Saturday, March 5, 2011

Sing as if Your Mother's not Listening

"Can you not come to see my performance?" she asked me the other day. "You can just stand outside and hear me."


"You're saying you want me to pick up your friends, and take you all up to Sonoma State, but then not go inside?"


"You'll just make me too nervous."


"But having your friends watch won't?" I asked.


"It's weird. Having them there doesn't make me nervous," she said.


Daughter is singing in a competition this morning. She is one of only two or three kids from her school daring to stand all alone on stage and sing to a hostile audience comprised of judges (who are likely the least hostile), fellow competitors (who totally want her to flub because they want to win), and parents of the fellow competitors (who won't say it aloud but who totally want her to flub so their child wins).

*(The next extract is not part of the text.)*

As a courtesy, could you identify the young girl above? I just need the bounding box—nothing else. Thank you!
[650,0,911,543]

Her mother apparently doesn't provide her comfort. If this weren't Daughter, I would be more hurt or insulted. But this is Daughter, who didn't want me at her play in the fall when she had the bittiest of bit parts. Daughter, who prefers I not watch at the talent show. Daughter, who when she was 5 stood ramrod still during a dance camp performance and refused to budge. Daughter, who won't even sing for me the tiniest snippet of one of the songs she'll be performing as Annie in the school musical this spring.


Daughter.


And I would have been more hurt or insulted if, when Pete arrived home last night after another week away in Seattle, she hadn't made the same request of him.


Daughter.


So we'll agree to these terms. We'll look her right in the eye and say, "Okay, we'll stand outside." And then Pete is going to sneak in and watch her.


Me? I'm going to stay outside, fearful that my being seen by her will bring her back so many years so that she stands there, ramrod still, shutting down, losing her confidence, causing harm which takes years to resolve.

4 comments:

Anonymous said...

Oh man that's a tough one. What about a disguise? A blond wig? Baseball cap? :-)
So great that daughter is going for it--hope she does great!
--Michele R.

Patois said...

Michele,

I am so darn tempted to sneak in, but I don't know yet if I'll have the guts to chance it.

JTS said...

Darn, raising kids, especially daughters, can be so challenging! I wish you knew someone who could be there to video it for you. I know how badly you want to see her perform, and yet at the same time honoring her level of trust and honesty is a huge thing that will mean a great deal to her. There were times I would have wanted to ask my parents not to attend, but I know they would have ignored me and laid on the guilt, so I didn't even try to communicate my feelings with them. I hope she does splendidly! I promise in the years ahead she'll come back to you and be closer than you ever dreamed possible, hang in there!

Shorty the Dinosaur said...

If it helps at all, I have been on the reverse end of this sort of situation. I thought long and hard about asking my mum not to go to a poetry slam that I was reading at, or a play that I had more than one line in.
I was always afraid that I might not do well. I look up to her so much that even the thought of her seeing me mess up scares me. But I realized that she raised me and has seen me mess up plenty of times. And seeing that huge smile on her face at the end of my performance immediately wipes away all of the fears.
I have a feeling that she is just afraid of messing up in front of you. She wants to make you proud.